3, the data precision: for testing the accuracy of this method of testing, adopt the method to direct capacitance device respectively size be that three capacitors of 0.21uF, 0.47uF, 0.95uF are tested, direct current DC bias voltage from 0.2 to 1V, step interval 0.2V.The test result obtained and proven capacitor element contrast, and result is basically identical.Vector network analyzer is adopted to test the response of small-signal alternate current operation point in frequency domain of 10 solar cells in addition, carry out repeatedly integration in the response of frequency domain to iterate the solar cell capacity measurement result that obtains and invent the time domain approach adopted and carry out test result and compare, average error is only 2.3%.
4, test result: as shown in Figure 6, this result is consistent with the result adopting network analyzer to test in the past for the result tested out the GaAs solar cell being numbered 5E684-9-2.This method of testing may be used for inspection and the test of space system satellite sun array battery, ensures the reliability of solar cell for space use battle array.

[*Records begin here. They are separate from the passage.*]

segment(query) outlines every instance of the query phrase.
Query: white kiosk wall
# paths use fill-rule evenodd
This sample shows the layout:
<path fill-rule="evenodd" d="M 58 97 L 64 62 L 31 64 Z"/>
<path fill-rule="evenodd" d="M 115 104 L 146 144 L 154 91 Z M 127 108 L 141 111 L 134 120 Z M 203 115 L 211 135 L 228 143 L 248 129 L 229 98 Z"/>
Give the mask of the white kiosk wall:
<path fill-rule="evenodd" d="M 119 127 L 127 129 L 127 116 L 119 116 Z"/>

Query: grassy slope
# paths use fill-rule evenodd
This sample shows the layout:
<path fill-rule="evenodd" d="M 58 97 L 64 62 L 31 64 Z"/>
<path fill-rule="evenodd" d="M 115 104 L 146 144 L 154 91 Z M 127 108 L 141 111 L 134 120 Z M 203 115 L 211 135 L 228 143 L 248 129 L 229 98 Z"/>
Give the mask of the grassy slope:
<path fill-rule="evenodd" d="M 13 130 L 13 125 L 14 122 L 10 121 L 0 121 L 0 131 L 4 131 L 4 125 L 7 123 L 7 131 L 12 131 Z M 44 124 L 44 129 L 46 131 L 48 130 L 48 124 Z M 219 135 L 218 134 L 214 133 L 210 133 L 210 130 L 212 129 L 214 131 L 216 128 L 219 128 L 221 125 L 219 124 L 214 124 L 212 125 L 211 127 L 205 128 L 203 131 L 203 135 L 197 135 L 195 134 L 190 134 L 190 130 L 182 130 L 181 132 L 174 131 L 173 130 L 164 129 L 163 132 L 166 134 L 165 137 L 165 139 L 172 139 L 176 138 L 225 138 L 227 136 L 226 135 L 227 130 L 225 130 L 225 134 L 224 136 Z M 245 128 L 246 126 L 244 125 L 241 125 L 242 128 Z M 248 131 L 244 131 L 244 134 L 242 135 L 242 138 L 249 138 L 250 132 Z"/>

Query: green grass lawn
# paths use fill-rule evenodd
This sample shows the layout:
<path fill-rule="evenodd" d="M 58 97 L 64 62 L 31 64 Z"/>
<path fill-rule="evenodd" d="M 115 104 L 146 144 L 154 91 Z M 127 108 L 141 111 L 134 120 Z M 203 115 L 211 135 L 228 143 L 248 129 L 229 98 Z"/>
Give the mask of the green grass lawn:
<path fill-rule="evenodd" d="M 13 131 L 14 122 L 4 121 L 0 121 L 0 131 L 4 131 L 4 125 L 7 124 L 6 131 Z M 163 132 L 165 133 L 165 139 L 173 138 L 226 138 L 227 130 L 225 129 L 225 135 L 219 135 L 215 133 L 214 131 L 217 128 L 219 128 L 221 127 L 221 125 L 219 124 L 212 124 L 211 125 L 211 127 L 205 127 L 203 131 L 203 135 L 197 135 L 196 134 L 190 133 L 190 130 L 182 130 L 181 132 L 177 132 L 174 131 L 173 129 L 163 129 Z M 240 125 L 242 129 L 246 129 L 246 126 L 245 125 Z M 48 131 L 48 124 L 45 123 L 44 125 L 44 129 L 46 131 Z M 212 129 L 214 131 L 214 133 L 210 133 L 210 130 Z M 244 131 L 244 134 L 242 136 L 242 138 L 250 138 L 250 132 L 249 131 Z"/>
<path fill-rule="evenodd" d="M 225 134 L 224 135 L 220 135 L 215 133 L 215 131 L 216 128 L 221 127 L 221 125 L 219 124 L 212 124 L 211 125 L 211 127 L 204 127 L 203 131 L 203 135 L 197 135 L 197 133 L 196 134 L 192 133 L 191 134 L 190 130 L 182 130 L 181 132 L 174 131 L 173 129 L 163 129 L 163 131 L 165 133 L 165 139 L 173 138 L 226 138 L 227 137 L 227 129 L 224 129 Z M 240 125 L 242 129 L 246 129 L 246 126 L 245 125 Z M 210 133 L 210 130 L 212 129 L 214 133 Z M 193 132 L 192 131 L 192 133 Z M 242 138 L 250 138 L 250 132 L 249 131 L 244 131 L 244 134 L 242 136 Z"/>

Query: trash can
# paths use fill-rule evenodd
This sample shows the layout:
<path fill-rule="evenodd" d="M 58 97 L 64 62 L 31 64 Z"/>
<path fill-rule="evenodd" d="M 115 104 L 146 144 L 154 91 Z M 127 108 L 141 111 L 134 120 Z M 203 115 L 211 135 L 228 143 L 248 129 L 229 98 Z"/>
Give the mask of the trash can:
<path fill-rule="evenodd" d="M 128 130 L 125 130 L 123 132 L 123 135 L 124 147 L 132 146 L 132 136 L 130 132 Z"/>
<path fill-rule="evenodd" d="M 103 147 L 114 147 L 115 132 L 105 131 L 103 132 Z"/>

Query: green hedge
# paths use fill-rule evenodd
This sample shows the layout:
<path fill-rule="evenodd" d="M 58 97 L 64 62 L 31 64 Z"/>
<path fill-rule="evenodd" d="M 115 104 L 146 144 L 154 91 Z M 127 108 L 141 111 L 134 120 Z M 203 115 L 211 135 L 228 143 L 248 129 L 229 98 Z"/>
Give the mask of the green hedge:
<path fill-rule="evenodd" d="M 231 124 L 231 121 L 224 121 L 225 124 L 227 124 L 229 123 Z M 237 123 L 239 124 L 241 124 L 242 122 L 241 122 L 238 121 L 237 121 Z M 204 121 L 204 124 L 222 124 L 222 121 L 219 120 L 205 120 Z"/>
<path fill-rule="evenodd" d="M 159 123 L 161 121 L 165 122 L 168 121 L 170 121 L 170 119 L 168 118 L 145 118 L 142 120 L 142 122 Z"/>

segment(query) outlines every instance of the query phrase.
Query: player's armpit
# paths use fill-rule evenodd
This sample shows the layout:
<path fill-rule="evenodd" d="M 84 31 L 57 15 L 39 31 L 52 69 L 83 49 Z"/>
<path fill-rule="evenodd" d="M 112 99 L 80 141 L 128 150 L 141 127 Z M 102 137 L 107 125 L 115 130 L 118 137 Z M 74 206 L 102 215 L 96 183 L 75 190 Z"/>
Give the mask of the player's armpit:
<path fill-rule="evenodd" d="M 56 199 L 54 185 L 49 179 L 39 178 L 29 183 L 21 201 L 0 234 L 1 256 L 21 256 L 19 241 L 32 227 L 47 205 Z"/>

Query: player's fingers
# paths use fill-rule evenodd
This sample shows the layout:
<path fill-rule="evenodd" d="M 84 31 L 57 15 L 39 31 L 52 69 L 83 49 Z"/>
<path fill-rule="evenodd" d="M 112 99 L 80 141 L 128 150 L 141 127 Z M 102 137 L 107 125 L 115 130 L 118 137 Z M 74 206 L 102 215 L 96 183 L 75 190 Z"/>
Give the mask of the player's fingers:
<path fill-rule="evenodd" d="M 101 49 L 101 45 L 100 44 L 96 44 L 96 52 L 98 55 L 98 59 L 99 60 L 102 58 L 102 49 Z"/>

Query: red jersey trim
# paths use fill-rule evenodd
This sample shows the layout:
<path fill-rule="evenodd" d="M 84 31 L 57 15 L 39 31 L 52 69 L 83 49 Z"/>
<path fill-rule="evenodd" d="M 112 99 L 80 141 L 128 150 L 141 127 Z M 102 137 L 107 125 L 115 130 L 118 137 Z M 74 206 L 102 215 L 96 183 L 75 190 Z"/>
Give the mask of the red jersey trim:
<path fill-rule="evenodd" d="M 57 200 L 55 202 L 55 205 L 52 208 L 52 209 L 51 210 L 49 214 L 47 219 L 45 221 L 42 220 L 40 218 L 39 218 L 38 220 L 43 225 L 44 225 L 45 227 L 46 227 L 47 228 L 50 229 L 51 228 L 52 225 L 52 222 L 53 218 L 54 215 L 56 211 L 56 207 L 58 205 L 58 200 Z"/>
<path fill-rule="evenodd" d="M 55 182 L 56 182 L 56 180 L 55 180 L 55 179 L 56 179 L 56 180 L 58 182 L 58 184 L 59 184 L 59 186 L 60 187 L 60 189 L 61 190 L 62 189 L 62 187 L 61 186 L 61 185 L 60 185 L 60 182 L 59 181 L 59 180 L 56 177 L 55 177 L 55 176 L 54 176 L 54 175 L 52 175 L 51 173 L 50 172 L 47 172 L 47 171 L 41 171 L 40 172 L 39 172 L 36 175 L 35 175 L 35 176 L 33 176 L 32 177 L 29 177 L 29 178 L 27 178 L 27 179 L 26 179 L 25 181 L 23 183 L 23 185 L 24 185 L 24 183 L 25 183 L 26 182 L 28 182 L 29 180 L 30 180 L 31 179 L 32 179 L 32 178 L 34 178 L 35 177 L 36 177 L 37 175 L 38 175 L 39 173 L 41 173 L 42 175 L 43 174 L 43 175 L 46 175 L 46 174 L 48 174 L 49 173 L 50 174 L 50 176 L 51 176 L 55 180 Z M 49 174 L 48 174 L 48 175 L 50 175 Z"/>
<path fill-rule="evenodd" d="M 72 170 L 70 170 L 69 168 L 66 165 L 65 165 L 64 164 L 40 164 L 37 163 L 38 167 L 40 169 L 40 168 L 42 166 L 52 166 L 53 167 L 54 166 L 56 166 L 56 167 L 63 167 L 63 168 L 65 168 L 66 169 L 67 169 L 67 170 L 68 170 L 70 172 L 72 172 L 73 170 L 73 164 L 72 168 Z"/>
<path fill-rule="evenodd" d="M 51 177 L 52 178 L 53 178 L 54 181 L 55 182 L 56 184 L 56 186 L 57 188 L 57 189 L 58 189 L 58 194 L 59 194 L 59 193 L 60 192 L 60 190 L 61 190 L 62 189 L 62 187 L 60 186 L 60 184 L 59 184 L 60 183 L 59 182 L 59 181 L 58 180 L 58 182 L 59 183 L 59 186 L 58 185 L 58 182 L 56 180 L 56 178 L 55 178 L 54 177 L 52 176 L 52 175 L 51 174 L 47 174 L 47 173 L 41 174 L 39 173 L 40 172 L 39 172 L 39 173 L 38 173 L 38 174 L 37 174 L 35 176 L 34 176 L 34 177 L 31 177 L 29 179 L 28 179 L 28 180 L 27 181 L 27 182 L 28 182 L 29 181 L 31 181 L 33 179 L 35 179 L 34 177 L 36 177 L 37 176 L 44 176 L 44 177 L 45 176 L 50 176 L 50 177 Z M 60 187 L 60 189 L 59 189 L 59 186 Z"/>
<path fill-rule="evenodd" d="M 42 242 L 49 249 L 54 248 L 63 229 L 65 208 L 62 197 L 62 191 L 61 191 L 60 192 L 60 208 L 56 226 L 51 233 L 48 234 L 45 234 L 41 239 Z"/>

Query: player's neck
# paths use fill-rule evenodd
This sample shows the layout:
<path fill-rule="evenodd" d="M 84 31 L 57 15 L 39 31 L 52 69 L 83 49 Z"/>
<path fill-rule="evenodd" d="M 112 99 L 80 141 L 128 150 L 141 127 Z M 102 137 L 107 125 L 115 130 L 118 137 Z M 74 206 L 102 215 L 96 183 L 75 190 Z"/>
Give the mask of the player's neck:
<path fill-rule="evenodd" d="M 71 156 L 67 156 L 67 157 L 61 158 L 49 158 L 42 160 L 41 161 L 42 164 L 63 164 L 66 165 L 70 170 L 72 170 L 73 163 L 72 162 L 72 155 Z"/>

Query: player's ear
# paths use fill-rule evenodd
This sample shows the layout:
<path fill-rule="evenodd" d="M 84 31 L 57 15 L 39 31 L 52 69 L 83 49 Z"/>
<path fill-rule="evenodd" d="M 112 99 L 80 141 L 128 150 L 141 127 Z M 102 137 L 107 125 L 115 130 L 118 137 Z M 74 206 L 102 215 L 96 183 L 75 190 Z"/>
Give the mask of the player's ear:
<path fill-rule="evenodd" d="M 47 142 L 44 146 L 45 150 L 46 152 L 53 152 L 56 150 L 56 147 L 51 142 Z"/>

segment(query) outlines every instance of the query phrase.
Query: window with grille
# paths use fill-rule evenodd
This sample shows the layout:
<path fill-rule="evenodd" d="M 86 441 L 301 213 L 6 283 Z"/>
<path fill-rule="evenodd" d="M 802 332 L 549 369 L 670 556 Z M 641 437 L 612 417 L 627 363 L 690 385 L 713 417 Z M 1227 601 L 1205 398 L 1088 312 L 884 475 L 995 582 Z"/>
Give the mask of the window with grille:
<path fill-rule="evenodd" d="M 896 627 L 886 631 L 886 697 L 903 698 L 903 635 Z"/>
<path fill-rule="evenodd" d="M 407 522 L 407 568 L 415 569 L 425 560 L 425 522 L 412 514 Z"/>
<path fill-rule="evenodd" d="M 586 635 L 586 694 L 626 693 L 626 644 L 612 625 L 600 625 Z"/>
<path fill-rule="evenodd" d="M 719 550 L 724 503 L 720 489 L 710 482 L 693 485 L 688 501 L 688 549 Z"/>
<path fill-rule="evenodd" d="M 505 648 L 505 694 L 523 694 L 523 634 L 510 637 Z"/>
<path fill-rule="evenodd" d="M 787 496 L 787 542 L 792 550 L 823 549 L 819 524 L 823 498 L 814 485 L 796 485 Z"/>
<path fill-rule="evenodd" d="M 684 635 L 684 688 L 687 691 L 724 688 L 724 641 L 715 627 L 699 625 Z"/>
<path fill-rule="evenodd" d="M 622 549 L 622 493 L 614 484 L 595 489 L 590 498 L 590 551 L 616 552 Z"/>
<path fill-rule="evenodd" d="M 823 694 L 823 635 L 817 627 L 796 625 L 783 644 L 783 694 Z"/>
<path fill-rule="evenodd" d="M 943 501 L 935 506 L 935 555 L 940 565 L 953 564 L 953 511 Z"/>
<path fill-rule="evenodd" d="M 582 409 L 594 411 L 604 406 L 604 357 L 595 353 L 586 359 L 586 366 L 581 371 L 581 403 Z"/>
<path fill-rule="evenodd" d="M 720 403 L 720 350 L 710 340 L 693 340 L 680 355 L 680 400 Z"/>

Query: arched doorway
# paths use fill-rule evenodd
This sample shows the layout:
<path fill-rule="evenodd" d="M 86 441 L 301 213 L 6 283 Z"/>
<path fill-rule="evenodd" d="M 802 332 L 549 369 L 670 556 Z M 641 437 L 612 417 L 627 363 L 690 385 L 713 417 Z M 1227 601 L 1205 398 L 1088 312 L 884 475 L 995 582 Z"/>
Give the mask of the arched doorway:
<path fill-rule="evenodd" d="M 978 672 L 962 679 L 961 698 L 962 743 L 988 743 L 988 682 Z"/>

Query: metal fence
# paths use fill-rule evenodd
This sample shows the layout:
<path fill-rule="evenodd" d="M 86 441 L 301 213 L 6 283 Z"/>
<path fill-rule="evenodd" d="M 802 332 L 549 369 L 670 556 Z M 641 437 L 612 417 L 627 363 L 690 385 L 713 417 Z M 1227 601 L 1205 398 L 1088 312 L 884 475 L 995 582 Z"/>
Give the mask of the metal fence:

With the method for testing of this solar cell electric capacity waving map device, given GaAs solar cell is tested, step specific as follows:
Step one, above-mentioned solar cell electric capacity waving map device and solar cell are placed in experimental situation, above-mentioned experimental situation comprises following parameter: temperature range 21 DEG C ~ 23 DEG C, illumination range is 0 ~ 10
-4lx;
Step 2, unbalanced pulse control circuit, make it to export the square wave for stable.Regulate the output voltage of DC power supply, the solar cell both end voltage making the second oscillograph monitoring is 0.2V, now utilize the time dependent discharge curve of the first oscillograph recording testing resistance Rs both end voltage, utilize the second oscillograph recording solar cell voltage change curve in time.
Step 3, the electric discharge result of the first oscillograph test testing resistance Rs is plotted in a two-dimensional coordinate system; The abscissa axis of this two-dimensional coordinate system is the time; Axis of ordinates is the voltage at testing resistance Rs two ends; And then form multiple discrete point, discrete point is in turn connected to form the first curve according to time point sequencing, this first curve is testing resistance Rs both end voltage change curve U-t in time, by the ordinate value of discrete point in this first curve respectively divided by the resistance of testing resistance Rs, the ordinate value obtained is the electric current flowing through Rs, with the ordinate that this current value is new, the abscissa value of former discrete point, repaint curve, obtain the second curve, this second curve is by testing resistance Rs electric current change curve I-t in time;
Step 4, utilize the total electricity Q of the second curve acquisition solar cell capacitor discharge
1, the area surrounded between this second curve and time shaft, is the total electricity Q of solar cell capacitor discharge
1; Discharge time for this routine GaAs solar cell gets 5 × 10
-4s;
The output voltage of step 5, adjustment DC power supply, makes the both end voltage of the solar cell of the second oscillograph monitoring be respectively 0.4V, 0.6V, 0.8V, 1V; Respectively repeat steps one, step 2, step 3 and step 4, obtain solar cell respectively and to discharge total electricity Q
2, Q
3, Q
4, Q
5; Obtain solar cell capacitor discharge voltage U simultaneously and be respectively U
1=0.2V, U
2=0.4V, U
3=0.6V, U
4=0.8V, U
5=1V;
Step 6, following formulae discovery is utilized to draw the equivalent capacity of solar cell: C=1/5* (Q
1/ U
1+ Q
2/ U
2+ Q
3/ U
3+ Q
4/ U
4+ Q
5/ U
5).
Above embodiments of the invention have been described in detail, but described content being only preferred embodiment of the present invention, can not being considered to for limiting practical range of the present invention.All equalizations done according to the present patent application scope change and improve, and all should still belong within patent covering scope of the present invention.